Since we have always had a very limited budget, we have always had to consider pros and cons when making educational decisions. For instance, my husband and I had to decide if we should take our child out of piano and musical theatre so we could afford swimming lessons and PE. We decided to keep him in musical theater because that is where all of his friends are and piano helped with fine motor skills. We finally were able to enroll him in a twice a week YMCA homeschool PE class this month that includes use of the swimming pool, but his sensory integration issues and hypotonia seem even more apparent now that he is older and he said he felt like he had nothing in common with the other homeschooled kids.

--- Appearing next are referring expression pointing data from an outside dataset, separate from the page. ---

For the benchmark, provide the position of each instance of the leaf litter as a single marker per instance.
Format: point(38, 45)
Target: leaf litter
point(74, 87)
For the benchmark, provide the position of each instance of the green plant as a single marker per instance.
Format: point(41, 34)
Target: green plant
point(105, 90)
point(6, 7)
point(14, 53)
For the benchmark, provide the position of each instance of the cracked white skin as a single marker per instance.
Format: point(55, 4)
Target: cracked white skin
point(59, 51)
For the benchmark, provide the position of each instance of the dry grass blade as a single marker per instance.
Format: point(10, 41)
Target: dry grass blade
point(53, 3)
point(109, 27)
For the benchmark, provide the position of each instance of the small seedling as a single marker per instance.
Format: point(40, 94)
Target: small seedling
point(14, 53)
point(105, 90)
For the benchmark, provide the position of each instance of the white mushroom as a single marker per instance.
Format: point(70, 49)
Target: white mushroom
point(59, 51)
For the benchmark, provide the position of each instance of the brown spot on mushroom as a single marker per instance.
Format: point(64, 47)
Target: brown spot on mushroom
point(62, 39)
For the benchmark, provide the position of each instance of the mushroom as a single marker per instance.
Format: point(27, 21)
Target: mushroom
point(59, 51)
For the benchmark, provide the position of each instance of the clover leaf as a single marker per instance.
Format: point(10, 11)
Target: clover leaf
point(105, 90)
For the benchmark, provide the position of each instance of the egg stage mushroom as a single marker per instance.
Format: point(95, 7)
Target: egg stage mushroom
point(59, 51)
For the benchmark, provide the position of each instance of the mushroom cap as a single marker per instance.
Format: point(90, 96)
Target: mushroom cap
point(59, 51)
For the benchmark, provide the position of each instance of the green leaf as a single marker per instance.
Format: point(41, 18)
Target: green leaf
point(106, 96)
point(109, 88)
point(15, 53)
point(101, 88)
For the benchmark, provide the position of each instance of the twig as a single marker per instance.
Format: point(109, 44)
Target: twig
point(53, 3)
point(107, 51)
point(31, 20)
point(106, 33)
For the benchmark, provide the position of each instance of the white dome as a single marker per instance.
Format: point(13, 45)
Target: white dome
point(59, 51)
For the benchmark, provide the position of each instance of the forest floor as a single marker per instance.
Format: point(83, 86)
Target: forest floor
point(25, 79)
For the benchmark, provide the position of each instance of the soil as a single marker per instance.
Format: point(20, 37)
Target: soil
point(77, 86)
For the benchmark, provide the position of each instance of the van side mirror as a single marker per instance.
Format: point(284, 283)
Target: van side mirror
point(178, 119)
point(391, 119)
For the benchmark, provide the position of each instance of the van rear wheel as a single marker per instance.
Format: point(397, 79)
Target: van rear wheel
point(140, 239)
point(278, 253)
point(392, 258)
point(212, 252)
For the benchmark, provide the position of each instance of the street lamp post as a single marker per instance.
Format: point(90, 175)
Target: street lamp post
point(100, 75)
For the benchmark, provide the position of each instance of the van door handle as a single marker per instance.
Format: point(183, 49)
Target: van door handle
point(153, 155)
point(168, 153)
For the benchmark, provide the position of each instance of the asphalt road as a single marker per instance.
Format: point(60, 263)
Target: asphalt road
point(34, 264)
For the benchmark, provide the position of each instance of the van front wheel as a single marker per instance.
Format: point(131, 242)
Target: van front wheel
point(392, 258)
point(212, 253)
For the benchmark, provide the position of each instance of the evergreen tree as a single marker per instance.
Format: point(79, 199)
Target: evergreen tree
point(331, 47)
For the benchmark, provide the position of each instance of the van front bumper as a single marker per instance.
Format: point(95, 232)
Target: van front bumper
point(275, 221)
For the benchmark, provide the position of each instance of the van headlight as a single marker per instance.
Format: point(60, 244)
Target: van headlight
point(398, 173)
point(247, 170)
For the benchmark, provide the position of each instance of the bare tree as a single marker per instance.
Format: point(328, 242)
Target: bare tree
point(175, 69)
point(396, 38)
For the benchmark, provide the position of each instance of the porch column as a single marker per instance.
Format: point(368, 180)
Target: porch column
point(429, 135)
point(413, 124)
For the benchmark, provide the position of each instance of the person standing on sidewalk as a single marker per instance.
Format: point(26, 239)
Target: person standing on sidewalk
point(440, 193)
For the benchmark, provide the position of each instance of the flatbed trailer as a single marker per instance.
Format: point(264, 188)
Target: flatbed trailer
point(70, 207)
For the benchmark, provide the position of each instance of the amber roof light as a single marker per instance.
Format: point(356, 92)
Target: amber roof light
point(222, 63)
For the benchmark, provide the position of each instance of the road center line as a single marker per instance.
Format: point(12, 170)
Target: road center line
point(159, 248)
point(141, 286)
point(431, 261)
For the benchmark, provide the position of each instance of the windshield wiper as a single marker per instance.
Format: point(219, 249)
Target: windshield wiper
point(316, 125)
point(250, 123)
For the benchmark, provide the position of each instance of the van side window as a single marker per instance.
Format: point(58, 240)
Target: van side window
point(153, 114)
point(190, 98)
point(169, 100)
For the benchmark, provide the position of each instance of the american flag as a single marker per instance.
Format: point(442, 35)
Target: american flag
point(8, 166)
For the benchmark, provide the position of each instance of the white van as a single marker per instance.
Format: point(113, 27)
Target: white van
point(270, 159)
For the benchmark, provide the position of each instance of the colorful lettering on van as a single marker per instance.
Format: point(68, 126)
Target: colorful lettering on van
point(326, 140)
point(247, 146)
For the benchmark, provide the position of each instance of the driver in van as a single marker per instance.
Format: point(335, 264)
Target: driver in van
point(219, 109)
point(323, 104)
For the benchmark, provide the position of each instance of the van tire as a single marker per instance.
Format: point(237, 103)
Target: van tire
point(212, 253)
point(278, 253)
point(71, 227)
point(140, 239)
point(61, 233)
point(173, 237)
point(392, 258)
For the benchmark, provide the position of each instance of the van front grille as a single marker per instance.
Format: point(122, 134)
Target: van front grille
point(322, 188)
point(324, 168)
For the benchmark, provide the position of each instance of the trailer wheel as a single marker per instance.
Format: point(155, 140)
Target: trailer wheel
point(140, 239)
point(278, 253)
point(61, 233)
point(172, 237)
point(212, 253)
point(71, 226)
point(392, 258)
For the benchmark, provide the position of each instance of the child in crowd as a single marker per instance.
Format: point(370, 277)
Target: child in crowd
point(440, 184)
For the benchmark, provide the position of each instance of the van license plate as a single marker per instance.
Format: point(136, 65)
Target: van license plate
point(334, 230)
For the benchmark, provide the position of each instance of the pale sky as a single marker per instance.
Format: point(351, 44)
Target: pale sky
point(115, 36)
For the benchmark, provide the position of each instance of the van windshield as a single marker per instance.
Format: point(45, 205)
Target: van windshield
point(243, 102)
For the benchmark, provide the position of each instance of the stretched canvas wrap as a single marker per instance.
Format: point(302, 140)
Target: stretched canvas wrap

So I was wondering if I had made the wrong choice the whole time I watched him in PE today. I thought maybe it was too late to develop physical skills now, that I should have taken him out of musical theater and paid for PE classes years ago, but when he went to his musical theater class I changed my mind. For some reason three older boys in the group couldn't make it tonight and my son was the only one singing the boys' part. I thought he and I would both be in trouble because I was supposed to make sure he practiced and we just didn't have time. I told him before practice that he could stand next to one of the older boys and the teacher would hopefully not be able to tell that he hadn't practiced. He ended up having to sing by himself on the boy parts and he sang very, very well. He has a really nice voice and I didn't even realize this because he won't sing like that for me and he has never volunteered to do a solo in their musicals. He always seemed to prefer singing with a group of kids. The teacher seemed surprised that he could sing so well and complimented him. She said it was obvious that he had spent a lot of time practicing when he hadn't even listed to the CD at home.

I hate having to decide between nuturing his gifts and doing things that might help with the hypotonia and sensory issues. It is really hard to know if I am doing the right thing sometimes.